Essa mulher pode estar com um Transtorno de Sintoma Somático. Você saberia conduzir e manejar? Se não tem certeza, confira abaixo nosso conteúdo sobre esse tema.

Pra começar..

Você sabe o que é um sintoma somático?

A definição de sintoma somático é qualquer sintoma físico que gere desconforto, não necessariamente ligado a uma alteração orgânica.

Mas como ele funciona?

Ainda não se sabe qual a causa de todos os sintomas somático, tornando o diagnóstico dificultoso. Porém, sabe-se que os sintomas podem ser passageiros ou podem durar a vida toda. Pessoas com dores crônicas, idade avançada, mulheres, baixo nível socioeconômico ou pacientes que passaram por traumas durante a infância têm maior probabilidade de desenvolver sintomas somáticos.

Quais são esses sintomas?

Os sintomas mais comuns são: gastrointestinais (vômitos, diarréia, dor abdominal, intolerância alimentar), dores (difusas, articulares, cefaleia), cardiopulmonar (palpitações, tontura), pseudoneurológicos (amnésia, dificuldade para engolir, dificuldade de andar, fraqueza muscular, visão dupla ou borrada).

Uma vez que os sintomas atrapalharem a vida diária do paciente, eles procuram ajuda médica diversas vezes em busca de um diagnóstico passível de tratamento medicamentoso. Os pacientes, então, se decepcionam quando o médico afirma que não há alterações no exame físico ou nos exames laboratoriais e de imagem.

Quando a situação se agrava, a pessoa pode desenvolver um transtorno de sintoma somático ou outros transtornos relacionados.

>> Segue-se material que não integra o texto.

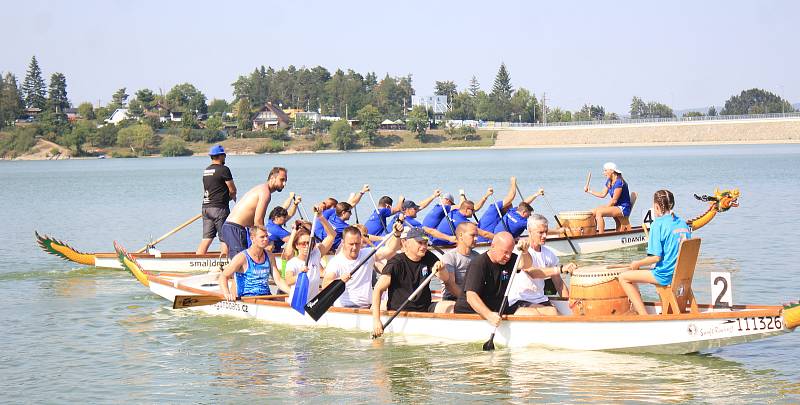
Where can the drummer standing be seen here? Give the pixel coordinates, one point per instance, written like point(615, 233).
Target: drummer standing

Mas, o que seria transtorno de sintoma somático?

Antigamente, esses transtornos faziam parte da classificação chamada Transtornos Somatoformes, incluída no DSM-IV. Por ser um termo confuso, o DSM-V trouxe uma nova classificação, dividindo-os em: Transtorno de Sintoma Somático e transtornos relacionados. Nos transtornos relacionados, os principais são: transtorno de ansiedade da doença, transtorno conversivo e transtorno factício. Todos eles têm um aspecto comum: existência de sintomas somáticos associados a sofrimento e prejuízo significativos.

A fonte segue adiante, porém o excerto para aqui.